Just like you, but different
A special heer this one. Garage Project – Rum and Raisin. Nicest presentation for a while, cork, cage, dinky looking bottle, also eye wateringly expensive in the scheme of things. Also Vinyl music, because it’s a Sunday. Two things then, a new beer, and a first time playing this album.
…The ultimate decadent…
A Belgian triple, brewed with Special B malt and dark sugars, designed to taste like Rum & Raisin even before it hit the barrel.
Plump organic raisins were soaked in a bottle of 12 year old Appleton Estate Rum and infused with the beer in the conditioning vessel.
So, what could possibly go wrong?
Aroma is of steeped fruits, chocolate and raisins,
Hazy brown pour, almost muddy, and there’s no head worth a mention. Aroma in the glass really kicks off though.
Alcohol rich fruity sharpness.
Taste is firstly an alcohol tang then a bitter bitterness that’s mostly like red wine tannin, which leaves a dry edginess on the tongue.
Then again it is Rum infused, perhaps I’m confused, perhaps this is exactly the thing it’s supposed to be. Perhaps I should take up Rum.
I’ve been sipping, because this isn’t a beer you could or should quaffing n gulps, and it’s consistent and steady, the alcohol tang doesn’t get bigger or fade, but there is some life in the fruit parts of this that really do hold their own and provide a quite interesting counterpoint to the tartness that this has.
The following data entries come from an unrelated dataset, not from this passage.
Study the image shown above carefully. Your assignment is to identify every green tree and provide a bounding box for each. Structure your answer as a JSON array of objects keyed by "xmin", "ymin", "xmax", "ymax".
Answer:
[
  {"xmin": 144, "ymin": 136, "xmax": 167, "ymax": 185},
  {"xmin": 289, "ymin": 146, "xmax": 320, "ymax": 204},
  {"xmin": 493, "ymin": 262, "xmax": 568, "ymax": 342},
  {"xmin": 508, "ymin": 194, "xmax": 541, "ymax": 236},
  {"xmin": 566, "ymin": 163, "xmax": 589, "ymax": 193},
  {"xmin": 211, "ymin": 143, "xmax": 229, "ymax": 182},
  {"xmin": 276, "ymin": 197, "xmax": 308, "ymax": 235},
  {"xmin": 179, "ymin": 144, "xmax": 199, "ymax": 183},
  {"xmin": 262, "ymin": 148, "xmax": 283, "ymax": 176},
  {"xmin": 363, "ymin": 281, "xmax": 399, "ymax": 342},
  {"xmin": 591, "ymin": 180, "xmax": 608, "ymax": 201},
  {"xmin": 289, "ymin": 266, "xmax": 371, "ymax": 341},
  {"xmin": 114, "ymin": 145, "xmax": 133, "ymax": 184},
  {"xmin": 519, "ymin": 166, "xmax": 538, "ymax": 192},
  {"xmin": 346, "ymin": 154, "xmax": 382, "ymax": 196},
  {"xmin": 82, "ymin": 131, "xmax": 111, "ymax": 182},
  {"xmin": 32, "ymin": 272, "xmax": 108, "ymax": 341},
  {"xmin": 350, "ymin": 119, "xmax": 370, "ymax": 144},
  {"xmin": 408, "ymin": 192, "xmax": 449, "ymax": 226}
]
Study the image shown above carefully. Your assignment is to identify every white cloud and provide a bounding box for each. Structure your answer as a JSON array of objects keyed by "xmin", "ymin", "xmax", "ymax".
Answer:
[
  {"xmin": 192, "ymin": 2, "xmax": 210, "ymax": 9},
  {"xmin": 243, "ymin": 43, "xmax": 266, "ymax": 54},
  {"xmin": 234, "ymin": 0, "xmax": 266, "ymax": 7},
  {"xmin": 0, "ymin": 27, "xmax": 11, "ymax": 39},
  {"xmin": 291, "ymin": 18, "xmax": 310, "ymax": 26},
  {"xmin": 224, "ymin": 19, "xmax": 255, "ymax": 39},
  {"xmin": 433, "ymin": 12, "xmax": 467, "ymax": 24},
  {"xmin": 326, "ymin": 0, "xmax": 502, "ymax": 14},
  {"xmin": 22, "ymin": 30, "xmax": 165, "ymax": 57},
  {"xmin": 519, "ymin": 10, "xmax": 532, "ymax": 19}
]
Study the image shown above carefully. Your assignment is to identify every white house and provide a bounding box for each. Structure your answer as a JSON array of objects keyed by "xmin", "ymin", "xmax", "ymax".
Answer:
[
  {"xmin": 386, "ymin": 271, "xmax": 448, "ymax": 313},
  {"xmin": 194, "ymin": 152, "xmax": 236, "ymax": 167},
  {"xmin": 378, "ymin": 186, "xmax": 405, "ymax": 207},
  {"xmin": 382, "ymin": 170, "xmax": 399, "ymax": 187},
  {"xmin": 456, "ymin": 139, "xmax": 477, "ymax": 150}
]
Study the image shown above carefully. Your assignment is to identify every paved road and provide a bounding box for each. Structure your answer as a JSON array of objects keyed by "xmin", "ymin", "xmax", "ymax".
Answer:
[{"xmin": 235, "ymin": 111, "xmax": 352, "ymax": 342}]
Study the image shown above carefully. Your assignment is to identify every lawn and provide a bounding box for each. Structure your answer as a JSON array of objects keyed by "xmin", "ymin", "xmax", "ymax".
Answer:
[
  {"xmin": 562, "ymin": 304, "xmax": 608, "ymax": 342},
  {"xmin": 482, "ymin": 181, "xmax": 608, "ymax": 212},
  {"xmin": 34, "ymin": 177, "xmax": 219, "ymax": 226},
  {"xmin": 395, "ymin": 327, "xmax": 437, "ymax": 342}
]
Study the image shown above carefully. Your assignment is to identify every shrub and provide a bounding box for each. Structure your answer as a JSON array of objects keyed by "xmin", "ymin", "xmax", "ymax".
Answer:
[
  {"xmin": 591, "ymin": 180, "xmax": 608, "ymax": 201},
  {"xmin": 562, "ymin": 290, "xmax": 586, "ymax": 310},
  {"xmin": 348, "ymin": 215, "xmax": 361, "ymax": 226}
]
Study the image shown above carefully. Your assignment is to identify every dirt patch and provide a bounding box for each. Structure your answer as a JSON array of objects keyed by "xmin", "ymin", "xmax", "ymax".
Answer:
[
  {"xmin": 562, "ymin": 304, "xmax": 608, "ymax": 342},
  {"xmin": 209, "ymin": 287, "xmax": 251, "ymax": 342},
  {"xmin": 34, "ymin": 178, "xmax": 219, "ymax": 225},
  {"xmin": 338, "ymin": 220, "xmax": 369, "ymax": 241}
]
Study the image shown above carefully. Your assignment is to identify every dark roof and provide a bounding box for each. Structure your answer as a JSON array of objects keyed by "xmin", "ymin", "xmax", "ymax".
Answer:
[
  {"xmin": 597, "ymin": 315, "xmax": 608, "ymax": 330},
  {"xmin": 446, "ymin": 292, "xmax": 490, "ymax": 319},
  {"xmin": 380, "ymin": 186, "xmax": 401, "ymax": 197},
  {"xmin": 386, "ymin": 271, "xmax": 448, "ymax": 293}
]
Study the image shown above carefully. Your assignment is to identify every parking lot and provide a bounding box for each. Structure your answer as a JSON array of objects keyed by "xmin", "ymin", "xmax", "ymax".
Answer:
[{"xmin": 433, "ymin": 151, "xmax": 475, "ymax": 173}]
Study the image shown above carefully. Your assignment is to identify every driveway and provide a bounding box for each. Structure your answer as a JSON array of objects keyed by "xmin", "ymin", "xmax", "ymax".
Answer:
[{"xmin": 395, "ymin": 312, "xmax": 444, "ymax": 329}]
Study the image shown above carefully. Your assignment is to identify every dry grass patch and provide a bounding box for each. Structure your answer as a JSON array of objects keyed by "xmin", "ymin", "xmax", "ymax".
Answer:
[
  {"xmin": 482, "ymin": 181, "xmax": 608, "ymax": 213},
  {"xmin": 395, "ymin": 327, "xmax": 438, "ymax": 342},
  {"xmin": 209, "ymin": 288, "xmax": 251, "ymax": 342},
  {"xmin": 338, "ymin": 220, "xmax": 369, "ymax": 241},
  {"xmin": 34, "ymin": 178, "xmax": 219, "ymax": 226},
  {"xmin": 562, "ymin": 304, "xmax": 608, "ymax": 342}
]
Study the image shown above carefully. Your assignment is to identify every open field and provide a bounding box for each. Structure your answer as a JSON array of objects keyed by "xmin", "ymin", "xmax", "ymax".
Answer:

Either this does truly get better as it gets warmer, or it’s the booze talking, but two sides of an album in and this is developing quite a lovely feel about it. Not so much that you can forgive the early challenges but it really does settle into itself and I’m enjoying the whole nose to mouth journey.
Also probably going to be upset when it’s finished. Also drinking this at home instead of in company you get a chance to get up and mooch about and come back, no pressure to have it there and then.
As it turns out this is a great beer for a relaxing Sunday.
The Music, well that’s pretty raw and original punk as I properly remember, jangly couple of cords and manic drum work with shouted and often incoherent singing about this and that. Also brilliant 🙂
The last couple of sips are almost a bit like a syrup experience, the glass full of wafting full aroma, the beer looking like treacle almost sitting in the glass, it’s good.
The pdubyah-o-meter rates this as 9 of its things from the thing. Because it is actually as good as it should be and not as good as you’d like it to be (to be honest it’d be a 9.5, but there’s no middle ground, you can’t neatly win, you either do or don’t. To get this to 10? Hard to say tone down that alcohol tang. But I’d like to have had a bigger fruit feel.
The double dip review
Toy Love were together for less than two years (1978–80) and spent a large part of that time in Australia. They released just one (self-titled) album, however the band members were apparently appalled by the mixing of the tracks which took the edge off the band’s deliberately raw sound. Allmusic gave the album a 3/5 rating. In April 2005, this album was remastered and released along with a bunch of demos and unreleased tracks as a double CD entitled Cuts.
Like other abbey ales, Tripels are strong, yeasty-malty beers. But they are also pale, and have a notable hop profile. Hop bitterness may be higher than a typical abbey ale, up to 35IBUs. But the finish is where the hops really shine, as tripels should finish fairly dry. Otherwise, maltiness is still essential to the style, and the assertive yeast note typical of all abbey ales will be more apparent in tripels, since they do not have the rich dark malts to distract the palate. Alcohol flavours feature more prominently in Tripels than in just about any other style.